De acuerdo con el informe, la joven dijo que sentía un intenso dolor, náuseas y que estaba a punto de desmayarse. El personal médico solicitó una ambulancia y fue trasladada a un hospital. No obstante, la evolución posterior de la paciente nunca fue informada públicamente.

También ronda esta captura de pantalla de un chat privado que aporta algo de información a la historia.

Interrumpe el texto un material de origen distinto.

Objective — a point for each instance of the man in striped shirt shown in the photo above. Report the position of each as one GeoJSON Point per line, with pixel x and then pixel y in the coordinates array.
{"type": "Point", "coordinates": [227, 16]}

“El mejor caso de lesiones personales del que he oído hablar: Chris Goodnow, un abogado del Valle (según se informa), tomó el caso de una clienta que está demandando a una empresa de juguetes sexuales. La clienta compró un plug anal que se anunciaba como ‘100 % silicona’. La clienta fue a una cita para una resonancia magnética llevando puesto el plug anal. Para desgracia de la clienta, el plug en realidad tenía un núcleo metálico. El plug anal salió disparado a la velocidad del sonido hacia la cavidad torácica de la clienta. En un memorando lo describieron como un ‘cañón electromagnético anal’ (anal rail gun). La clienta sobrevivió, pero con lesiones graves.”

Las resonancias magnéticas funcionan con un imán extremadamente potente que permanece activo en todo momento. Por esa razón, los pacientes deben quitarse joyas, relojes, cinturones, llaves y cualquier otro objeto que contenga metal antes de ingresar al examen.
¿Se transformará en un mito urbano, en una leyenda?